Underneath the albums were dozens of funeral programs, obituaries, and pieces of personal histories. I nearly died of excitement.

My favorite find was this lovely little score. It was written by Mary Ethel Ferguson, sister of Violet Greene and Aunt Josie. I don't know the occasion, but it is a beautiful tribute to their mother Laura Clark.



It's hard for me to describe the personal significance of this heartfelt expression of love--not just for their mother, but for God Himself. I am a member of the Church of Jesus Christ of Latter-day Saints, the only member in my family. The rest of my family have their own private views of God and the importance of faith, but it isn't an open subject or motivating factor in their lives.

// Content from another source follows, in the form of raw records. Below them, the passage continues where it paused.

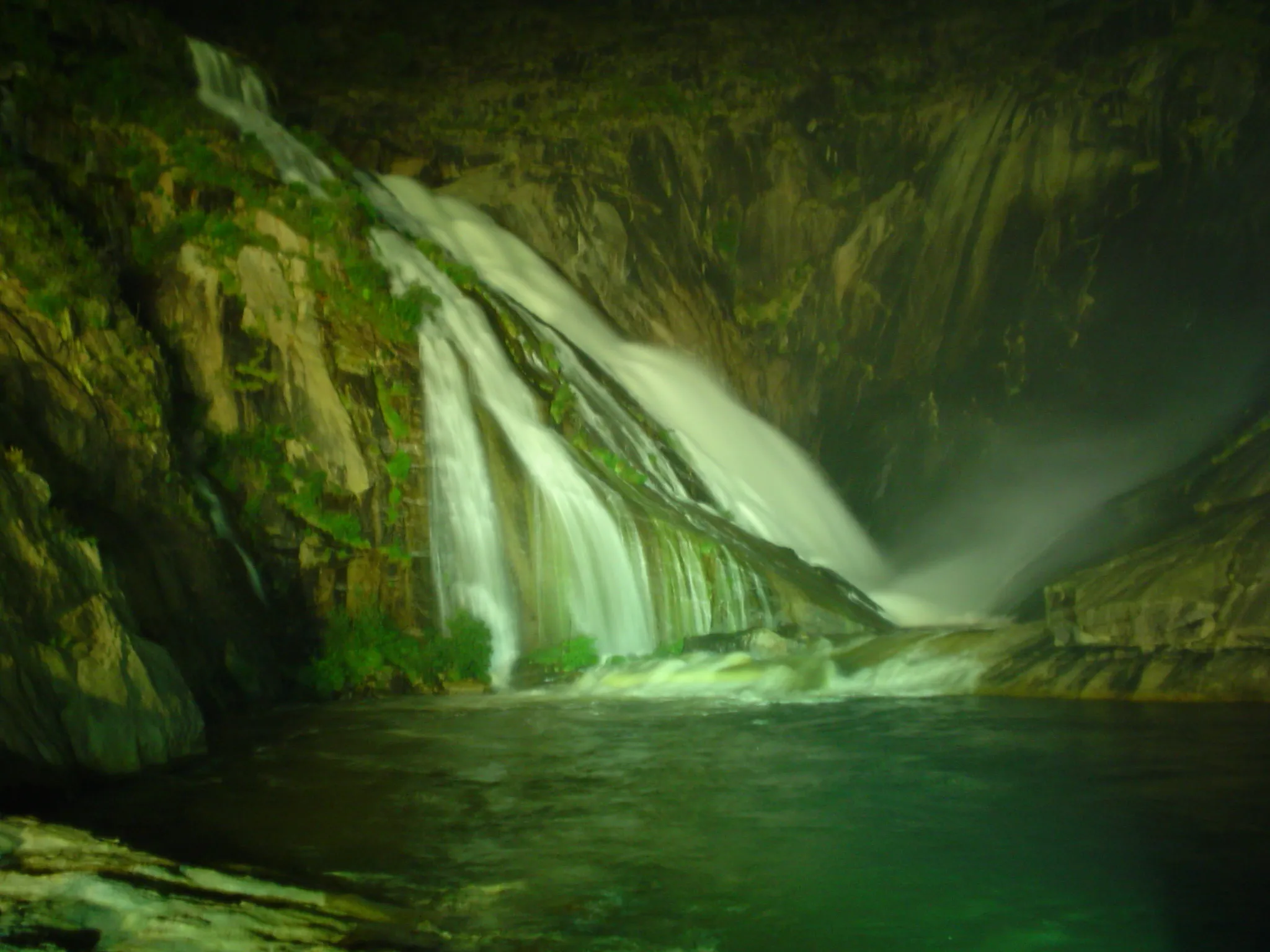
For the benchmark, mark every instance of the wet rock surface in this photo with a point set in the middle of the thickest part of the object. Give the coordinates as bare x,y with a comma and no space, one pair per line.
61,888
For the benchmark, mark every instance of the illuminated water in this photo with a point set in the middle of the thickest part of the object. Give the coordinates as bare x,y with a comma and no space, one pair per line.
868,824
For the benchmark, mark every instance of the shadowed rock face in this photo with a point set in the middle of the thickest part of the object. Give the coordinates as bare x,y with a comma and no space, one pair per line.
78,685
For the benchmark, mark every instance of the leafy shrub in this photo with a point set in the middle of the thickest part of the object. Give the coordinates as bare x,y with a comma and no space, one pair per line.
357,649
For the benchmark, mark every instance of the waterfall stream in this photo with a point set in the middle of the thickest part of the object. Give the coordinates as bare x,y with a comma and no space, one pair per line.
647,530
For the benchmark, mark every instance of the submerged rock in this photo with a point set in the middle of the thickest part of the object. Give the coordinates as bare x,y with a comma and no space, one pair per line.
68,889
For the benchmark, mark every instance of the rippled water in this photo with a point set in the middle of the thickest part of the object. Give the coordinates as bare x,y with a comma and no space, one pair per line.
865,824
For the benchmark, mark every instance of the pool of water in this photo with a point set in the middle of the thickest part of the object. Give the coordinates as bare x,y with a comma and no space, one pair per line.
864,824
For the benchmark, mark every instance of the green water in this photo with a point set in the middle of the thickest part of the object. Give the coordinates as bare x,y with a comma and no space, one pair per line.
866,824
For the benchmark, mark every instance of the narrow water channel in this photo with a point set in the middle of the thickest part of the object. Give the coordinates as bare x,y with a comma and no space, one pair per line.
864,824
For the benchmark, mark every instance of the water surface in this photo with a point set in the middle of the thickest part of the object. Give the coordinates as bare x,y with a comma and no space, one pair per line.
863,824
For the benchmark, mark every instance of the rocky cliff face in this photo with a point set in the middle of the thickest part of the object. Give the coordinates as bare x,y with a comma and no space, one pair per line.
894,235
78,685
225,409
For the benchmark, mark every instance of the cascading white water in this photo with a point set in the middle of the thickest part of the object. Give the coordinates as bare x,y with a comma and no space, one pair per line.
593,563
756,474
582,542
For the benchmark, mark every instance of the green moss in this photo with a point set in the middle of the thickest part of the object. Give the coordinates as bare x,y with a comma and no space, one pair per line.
356,649
254,375
463,276
563,404
727,239
46,250
385,395
306,500
564,658
399,466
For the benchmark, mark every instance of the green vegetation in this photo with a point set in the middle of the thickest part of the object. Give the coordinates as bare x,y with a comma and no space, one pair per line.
360,649
564,658
463,276
385,397
399,470
254,462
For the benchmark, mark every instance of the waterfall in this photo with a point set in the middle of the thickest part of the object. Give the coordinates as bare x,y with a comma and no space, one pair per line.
466,544
756,474
530,532
579,539
225,532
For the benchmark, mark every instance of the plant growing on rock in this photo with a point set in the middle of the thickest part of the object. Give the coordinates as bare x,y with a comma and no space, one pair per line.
362,653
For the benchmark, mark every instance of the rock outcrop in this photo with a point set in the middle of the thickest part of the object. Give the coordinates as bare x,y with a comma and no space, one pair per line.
78,685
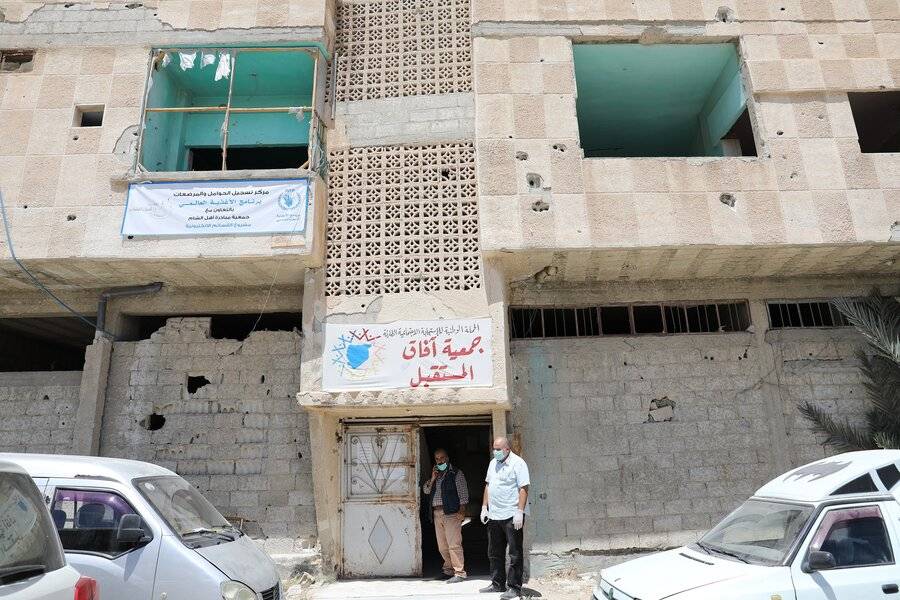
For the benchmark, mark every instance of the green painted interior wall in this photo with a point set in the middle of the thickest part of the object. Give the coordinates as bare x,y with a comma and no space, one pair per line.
656,100
261,79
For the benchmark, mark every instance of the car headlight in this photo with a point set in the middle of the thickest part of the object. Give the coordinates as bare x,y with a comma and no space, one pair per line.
235,590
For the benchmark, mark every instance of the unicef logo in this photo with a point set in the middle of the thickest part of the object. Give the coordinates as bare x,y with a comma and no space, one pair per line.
289,200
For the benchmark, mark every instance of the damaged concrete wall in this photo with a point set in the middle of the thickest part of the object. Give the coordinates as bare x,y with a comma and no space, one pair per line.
37,411
644,442
223,414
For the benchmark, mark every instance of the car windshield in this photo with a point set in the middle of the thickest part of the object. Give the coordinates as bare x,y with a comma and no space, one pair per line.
28,542
758,532
185,510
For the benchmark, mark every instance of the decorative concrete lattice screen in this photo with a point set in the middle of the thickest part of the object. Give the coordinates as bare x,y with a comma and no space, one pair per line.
402,219
393,48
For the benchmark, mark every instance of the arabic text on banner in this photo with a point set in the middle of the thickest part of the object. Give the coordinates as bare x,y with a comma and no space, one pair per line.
216,207
408,354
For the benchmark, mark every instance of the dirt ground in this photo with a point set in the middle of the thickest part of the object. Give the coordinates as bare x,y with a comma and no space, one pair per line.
563,585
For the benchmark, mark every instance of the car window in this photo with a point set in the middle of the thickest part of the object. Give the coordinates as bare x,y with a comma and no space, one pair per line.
856,537
27,539
760,532
88,520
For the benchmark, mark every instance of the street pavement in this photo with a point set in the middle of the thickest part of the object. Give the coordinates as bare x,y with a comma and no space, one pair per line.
402,589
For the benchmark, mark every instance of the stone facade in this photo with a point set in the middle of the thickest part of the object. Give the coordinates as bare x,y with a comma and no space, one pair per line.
458,187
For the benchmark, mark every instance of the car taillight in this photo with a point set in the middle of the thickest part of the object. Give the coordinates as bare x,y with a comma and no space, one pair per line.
86,589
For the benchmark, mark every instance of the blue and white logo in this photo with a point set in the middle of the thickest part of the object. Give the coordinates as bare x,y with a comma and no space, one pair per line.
290,200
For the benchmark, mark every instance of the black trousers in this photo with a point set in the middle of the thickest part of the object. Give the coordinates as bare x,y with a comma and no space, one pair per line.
500,535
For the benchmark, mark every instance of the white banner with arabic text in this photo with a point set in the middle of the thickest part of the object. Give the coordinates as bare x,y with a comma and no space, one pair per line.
408,354
216,207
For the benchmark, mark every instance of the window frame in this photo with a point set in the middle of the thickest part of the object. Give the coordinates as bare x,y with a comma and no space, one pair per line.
107,555
597,308
316,135
820,521
835,314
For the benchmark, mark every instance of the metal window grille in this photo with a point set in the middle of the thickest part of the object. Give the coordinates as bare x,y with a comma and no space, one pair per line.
628,319
794,314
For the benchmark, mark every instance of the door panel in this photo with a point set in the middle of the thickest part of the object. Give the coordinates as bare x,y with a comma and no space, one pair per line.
381,535
852,535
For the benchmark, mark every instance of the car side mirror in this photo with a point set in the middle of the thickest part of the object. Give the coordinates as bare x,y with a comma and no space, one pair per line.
820,561
131,532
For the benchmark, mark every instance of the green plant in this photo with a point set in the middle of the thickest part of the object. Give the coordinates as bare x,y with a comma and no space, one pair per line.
877,318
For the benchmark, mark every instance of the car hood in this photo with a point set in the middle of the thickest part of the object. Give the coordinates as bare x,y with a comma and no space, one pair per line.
242,560
666,574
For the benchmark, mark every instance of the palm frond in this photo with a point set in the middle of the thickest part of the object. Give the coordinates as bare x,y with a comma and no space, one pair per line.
887,441
877,318
840,435
881,379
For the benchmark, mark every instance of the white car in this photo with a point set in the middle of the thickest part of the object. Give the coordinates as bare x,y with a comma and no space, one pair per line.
829,530
32,565
144,533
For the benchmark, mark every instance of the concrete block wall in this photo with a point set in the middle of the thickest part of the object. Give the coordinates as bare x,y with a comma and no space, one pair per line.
241,438
606,478
37,411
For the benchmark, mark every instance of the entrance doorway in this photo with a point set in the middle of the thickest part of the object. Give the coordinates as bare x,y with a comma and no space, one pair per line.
386,530
468,447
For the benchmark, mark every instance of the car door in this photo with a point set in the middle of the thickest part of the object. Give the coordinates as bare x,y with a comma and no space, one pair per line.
87,519
863,543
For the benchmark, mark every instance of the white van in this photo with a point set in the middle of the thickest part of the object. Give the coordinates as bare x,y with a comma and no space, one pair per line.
144,533
32,564
829,530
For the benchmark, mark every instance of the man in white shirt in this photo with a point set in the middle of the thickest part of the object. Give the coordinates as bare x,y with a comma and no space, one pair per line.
503,509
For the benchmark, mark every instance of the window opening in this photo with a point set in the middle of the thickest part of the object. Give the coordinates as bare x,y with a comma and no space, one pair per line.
648,319
16,61
666,319
877,118
661,100
238,327
739,140
784,314
251,157
88,116
44,343
229,109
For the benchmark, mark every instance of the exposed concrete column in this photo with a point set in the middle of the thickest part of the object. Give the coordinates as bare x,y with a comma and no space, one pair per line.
769,385
92,398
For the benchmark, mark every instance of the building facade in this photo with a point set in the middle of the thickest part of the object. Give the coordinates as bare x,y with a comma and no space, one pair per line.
608,229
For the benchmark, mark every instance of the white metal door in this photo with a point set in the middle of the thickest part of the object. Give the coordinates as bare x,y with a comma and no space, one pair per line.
381,531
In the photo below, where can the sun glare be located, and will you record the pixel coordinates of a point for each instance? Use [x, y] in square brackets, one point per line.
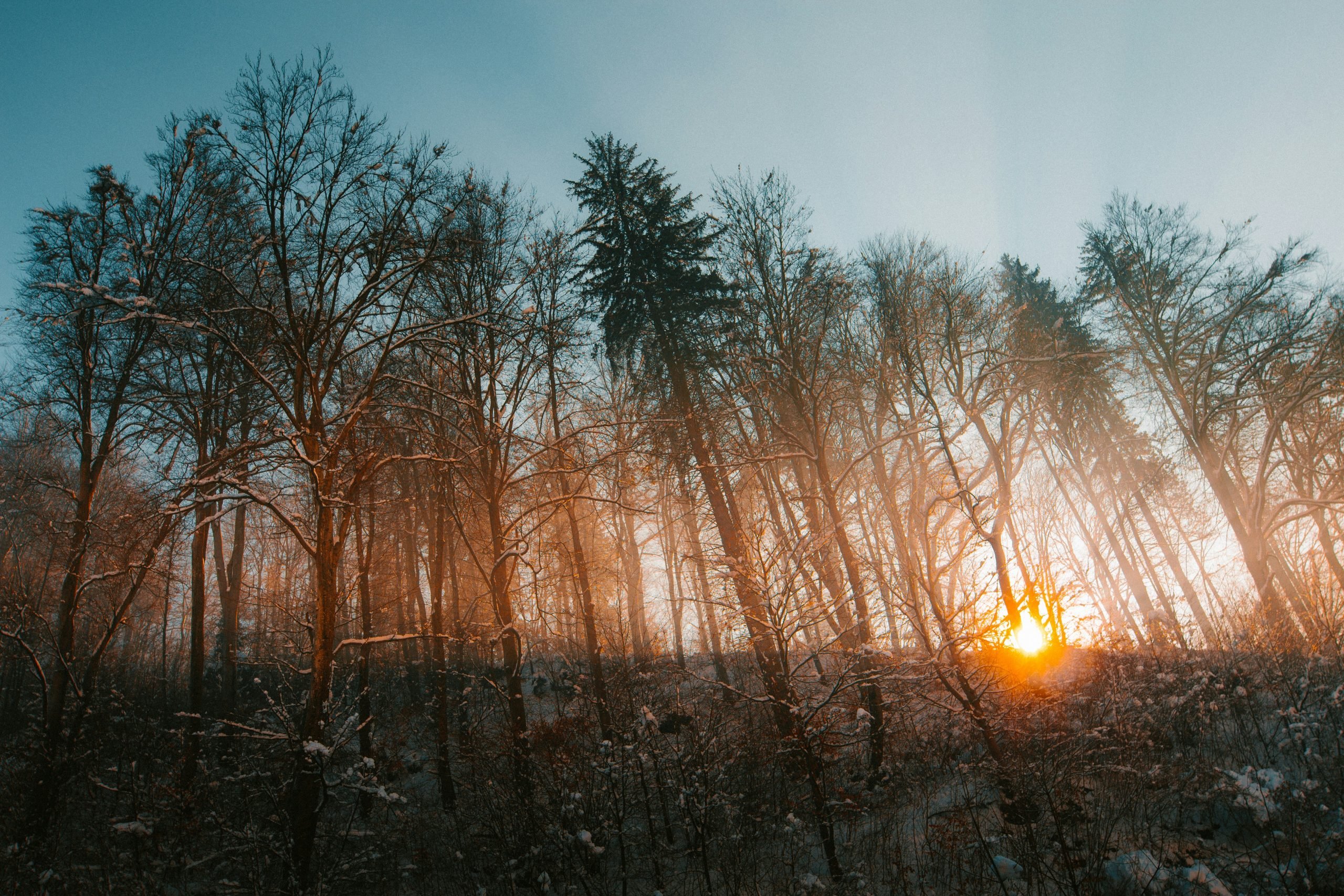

We don't really have a religious identity as a family. This leaves me feeling alone and misunderstood, and craving the companionship of at least one person who understands my motivations and priorities. Couldn't there be just ONE person in my family who could understand? I've asked myself that before.

And, as it turns out, there are. And there may be many. They just happen to be dead.

Mary Ethel Greene Ferguson
And the reality is, faith as a tradition doesn't appear to have ever been absent from my family, nor did it "die off," as it may have previously appeared to me. It was simply carried off by other branches of the family tree, in the hearts of men and women I have never met. Ethel's writing is evidence enough of that, and I look forward to meeting her someday.

The funeral programs of all these deceased members of my family were interesting. Even though these deaths are separated by many years, and even different parts of Tennessee where this part of my family is from, many of the programs are printed on the same paper--all of them with the 23rd Psalm on them. I know that is unremarkable for funeral materials, but these funeral programs are identical--same green cover and everything. I'm wondering if it's a tradition of whatever church to which they belonged--perhaps of the same pastor whose name appears in many of them.

One day, I hope to make a journey to Tennessee and to discover what is left of them there. Now that I have their burial information, the chance of doing this is becoming a more concrete possibility. 

All because of one visit to an aging relative, one question, one hunch unignored.